Thanks to movies and TV, the red-eyed sugar-hungry stoner stereotype is what many of us equate with weed users. But reality is a little different. When 22-year-old San Francisco resident Heather Hoffman adjusts her hips to perform a yoga asana, she looks like a lean California beach queen. What you can’t see is that she’s also probably high. But she chooses a healthy high.
Hoffman is part of a growing movement of health-conscious cannabis consumers who want to combine their THC intake with organic products, experiencing the benefits of both together. In January 2015, Hoffman and her partner, Issa Madanat, launched a line of edibles catering to this niche. Pura Vida sells both weed granola ($20) and weed protein bars ($10.50) to dispensaries throughout California. The hybrid Cannabis sativa “doesn’t knock you out, and you’re able to stay clear and active,” Hoffman says. (Cannabis sativa is known for its energizing properties, unlike Cannabis indica and its lazy “body high.”) The granola is organic and gluten-free, and the high-fiber bars contain 20 grams of plant-based protein and 100 milligrams of THC, a 25 mg “dose” per quarter.

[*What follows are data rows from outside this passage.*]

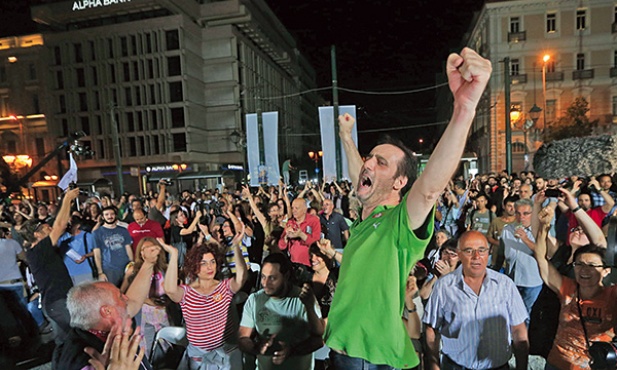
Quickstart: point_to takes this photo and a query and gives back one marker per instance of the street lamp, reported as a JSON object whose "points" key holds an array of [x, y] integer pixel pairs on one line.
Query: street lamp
{"points": [[315, 157], [545, 58]]}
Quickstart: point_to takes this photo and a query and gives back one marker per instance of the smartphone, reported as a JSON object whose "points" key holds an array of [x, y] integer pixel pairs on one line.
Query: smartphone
{"points": [[552, 193]]}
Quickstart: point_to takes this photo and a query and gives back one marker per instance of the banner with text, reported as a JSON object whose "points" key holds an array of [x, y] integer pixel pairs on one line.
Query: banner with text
{"points": [[328, 141]]}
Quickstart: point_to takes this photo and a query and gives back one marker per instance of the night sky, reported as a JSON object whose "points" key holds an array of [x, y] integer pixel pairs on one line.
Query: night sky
{"points": [[388, 45]]}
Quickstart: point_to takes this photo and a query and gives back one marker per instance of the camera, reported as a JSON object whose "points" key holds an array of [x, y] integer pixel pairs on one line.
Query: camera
{"points": [[603, 355]]}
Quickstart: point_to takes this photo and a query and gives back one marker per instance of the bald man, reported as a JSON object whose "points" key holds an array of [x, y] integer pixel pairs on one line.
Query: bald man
{"points": [[301, 231]]}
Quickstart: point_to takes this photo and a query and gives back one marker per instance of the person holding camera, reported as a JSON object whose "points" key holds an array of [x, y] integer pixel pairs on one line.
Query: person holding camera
{"points": [[588, 312]]}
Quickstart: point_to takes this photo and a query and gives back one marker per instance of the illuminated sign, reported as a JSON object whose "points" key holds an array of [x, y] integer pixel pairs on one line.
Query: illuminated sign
{"points": [[89, 4]]}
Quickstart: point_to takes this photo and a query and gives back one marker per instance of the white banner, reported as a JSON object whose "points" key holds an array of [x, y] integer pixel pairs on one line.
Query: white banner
{"points": [[328, 141], [252, 148], [71, 175], [271, 151]]}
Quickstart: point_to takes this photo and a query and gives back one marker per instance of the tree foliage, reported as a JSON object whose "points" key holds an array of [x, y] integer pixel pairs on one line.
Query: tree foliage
{"points": [[574, 123]]}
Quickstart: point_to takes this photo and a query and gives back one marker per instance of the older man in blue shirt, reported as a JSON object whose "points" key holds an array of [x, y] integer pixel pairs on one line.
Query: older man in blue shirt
{"points": [[477, 313]]}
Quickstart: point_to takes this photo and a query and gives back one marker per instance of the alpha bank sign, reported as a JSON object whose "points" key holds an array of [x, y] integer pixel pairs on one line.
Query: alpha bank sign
{"points": [[91, 4]]}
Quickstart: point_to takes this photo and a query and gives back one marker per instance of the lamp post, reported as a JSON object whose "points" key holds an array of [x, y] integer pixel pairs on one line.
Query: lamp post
{"points": [[545, 58], [315, 157], [238, 140]]}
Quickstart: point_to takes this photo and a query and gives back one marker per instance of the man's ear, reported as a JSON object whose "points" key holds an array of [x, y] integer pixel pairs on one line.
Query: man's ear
{"points": [[400, 182]]}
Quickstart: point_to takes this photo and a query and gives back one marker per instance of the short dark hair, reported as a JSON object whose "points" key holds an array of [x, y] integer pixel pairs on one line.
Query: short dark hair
{"points": [[113, 208], [285, 265], [590, 248], [408, 167]]}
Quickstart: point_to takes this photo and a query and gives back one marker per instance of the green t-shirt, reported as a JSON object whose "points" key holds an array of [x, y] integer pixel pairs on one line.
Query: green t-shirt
{"points": [[365, 317]]}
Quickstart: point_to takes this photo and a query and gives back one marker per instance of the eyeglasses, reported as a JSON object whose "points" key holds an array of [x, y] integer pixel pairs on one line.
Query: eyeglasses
{"points": [[471, 251], [588, 265]]}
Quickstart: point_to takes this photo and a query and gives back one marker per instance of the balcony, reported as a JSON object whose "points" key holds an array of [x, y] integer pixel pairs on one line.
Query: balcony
{"points": [[517, 36], [583, 74], [554, 76], [518, 79]]}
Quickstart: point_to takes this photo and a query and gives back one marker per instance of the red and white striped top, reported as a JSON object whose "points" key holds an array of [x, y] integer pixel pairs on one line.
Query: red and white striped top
{"points": [[206, 315]]}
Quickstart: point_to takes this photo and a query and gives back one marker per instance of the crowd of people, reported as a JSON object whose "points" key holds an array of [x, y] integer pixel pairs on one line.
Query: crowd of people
{"points": [[384, 271]]}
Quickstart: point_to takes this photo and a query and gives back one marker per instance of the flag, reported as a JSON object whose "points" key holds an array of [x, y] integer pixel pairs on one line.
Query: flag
{"points": [[70, 176]]}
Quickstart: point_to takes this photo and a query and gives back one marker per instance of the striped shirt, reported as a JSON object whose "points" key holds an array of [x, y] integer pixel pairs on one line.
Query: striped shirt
{"points": [[206, 315], [475, 329]]}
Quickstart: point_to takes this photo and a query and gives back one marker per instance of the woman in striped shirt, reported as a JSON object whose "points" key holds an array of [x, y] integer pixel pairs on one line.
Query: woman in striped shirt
{"points": [[207, 303]]}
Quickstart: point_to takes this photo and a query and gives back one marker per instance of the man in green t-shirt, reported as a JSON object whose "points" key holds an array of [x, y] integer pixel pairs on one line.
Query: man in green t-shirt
{"points": [[365, 325]]}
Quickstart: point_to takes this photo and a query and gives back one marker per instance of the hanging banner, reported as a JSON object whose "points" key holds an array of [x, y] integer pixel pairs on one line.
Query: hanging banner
{"points": [[252, 148], [328, 141], [271, 150]]}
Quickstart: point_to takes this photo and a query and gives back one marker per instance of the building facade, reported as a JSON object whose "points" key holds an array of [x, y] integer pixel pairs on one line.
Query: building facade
{"points": [[176, 78], [579, 38]]}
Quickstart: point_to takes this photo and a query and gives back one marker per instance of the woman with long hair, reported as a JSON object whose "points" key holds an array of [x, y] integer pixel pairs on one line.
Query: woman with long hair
{"points": [[206, 303], [588, 311], [153, 312]]}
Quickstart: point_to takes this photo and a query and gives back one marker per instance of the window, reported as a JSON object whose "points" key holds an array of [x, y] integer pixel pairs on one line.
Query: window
{"points": [[133, 45], [580, 61], [551, 23], [78, 53], [173, 66], [40, 147], [59, 80], [172, 39], [62, 104], [85, 125], [126, 72], [83, 102], [65, 127], [32, 71], [515, 24], [130, 122], [92, 50], [177, 117], [95, 76], [110, 48], [81, 77], [124, 47], [514, 67], [179, 141], [581, 15], [36, 106], [137, 95], [128, 97], [132, 147], [57, 56], [551, 111], [175, 91]]}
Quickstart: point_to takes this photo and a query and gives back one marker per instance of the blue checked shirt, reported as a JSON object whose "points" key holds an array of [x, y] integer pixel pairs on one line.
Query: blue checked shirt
{"points": [[475, 329]]}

Other California companies are getting on the healthy-high bandwagon.
“There’s a stigma that stoners are high and lazy and don’t do much,” Hoffman says, and she hopes her products will counter that perception. Four years ago she started using cannabis to treat her epilepsy. Fed up with the side effects of prescription medication, Hoffman began to explore holistic methods. Since moving to marijuana, she says she has been seizure-free. This inspired her to help others change their lives through nutrition. Why not just reach for a pot brownie? Hoffman doesn’t believe you can medicate effectively with homemade treats, plus there’s all that extra sugar and fat accompanying your buzz.

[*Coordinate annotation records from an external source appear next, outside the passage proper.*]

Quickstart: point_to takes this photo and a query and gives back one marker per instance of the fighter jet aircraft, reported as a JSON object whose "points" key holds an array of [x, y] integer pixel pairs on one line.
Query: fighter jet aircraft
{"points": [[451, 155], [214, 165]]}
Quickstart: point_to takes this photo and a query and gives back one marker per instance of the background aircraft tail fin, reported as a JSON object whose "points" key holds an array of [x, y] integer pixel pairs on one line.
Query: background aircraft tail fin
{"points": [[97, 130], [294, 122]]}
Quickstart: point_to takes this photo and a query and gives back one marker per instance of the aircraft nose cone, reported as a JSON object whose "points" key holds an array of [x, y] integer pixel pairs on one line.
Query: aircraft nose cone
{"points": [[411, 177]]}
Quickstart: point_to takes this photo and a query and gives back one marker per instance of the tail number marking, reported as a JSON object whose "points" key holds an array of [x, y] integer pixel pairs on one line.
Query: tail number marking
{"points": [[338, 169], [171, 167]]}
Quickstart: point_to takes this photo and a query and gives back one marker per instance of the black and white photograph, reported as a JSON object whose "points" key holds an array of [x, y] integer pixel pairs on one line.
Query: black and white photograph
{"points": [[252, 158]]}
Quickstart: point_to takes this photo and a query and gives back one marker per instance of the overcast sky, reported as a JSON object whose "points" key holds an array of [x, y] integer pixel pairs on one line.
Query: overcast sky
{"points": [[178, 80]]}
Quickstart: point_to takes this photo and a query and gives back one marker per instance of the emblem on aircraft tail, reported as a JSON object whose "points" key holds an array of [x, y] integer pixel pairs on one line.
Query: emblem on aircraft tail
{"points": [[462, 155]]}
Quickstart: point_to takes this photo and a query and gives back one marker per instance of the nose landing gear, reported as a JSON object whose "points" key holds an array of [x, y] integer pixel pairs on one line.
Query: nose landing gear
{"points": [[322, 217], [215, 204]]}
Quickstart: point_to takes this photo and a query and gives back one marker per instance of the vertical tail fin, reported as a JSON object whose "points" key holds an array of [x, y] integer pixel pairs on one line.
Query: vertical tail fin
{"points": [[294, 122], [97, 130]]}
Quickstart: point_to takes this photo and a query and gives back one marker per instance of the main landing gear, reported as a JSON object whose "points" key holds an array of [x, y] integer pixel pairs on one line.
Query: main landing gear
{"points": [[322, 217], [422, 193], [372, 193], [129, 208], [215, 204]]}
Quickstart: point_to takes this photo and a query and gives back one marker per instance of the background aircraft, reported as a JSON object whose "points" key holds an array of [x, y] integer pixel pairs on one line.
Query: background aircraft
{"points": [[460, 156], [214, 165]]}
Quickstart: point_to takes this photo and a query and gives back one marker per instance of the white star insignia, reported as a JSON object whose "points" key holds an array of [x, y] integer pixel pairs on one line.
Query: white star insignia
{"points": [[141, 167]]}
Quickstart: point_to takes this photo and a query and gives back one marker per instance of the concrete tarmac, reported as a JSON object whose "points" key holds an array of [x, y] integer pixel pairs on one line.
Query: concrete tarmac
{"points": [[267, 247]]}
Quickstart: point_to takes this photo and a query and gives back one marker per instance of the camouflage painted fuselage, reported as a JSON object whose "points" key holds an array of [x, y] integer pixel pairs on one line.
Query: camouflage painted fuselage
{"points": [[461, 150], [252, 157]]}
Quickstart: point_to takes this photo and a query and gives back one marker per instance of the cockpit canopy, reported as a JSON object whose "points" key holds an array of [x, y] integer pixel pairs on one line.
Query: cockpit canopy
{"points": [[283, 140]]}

These cannabis consumables are not a temporary trend, according to Consult Canna industry expert Rob Hunt, who says the rise of health-conscious edibles is partly due to the state’s medicinal cannabis laws — it’s hard to justify candy and chocolate as medicine. “When you see a person ingest a Kashi bar to treat multiple sclerosis, it is difficult to accuse them of doing it to get high or as a ruse for recreation,” he explains. Other California companies are getting on the healthy-high bandwagon: Lucid Cannabis, launched in 2014, sells organic protein bars and meal replacements (as well as brownie bites), and Jambo sells weed-infused superfoods. But many brands remain focused on the sweet treats, such as Sugar High, which offers cannabis versions of Krispy Kremes, and Madame Munchie with its delightful-looking artisanal cannabis macaroons.
Aubrey Sheiham, emeritus professor of dental public health at University College London’s department of epidemiology and public health, has concerns about the claims that health bars are good for you, saying many studies show that “so-called” healthy snacks have large amounts of sugar — which has no nutritional benefit whatsoever. (Pura Vida uses dates, maple syrup and coconut oil for sweetness.)
So, while not all fitness-focused cannabis products are created equal, their existence may help reshape the public understanding of the cannabis consumer, making it easier for users to be happy, healthy … and high.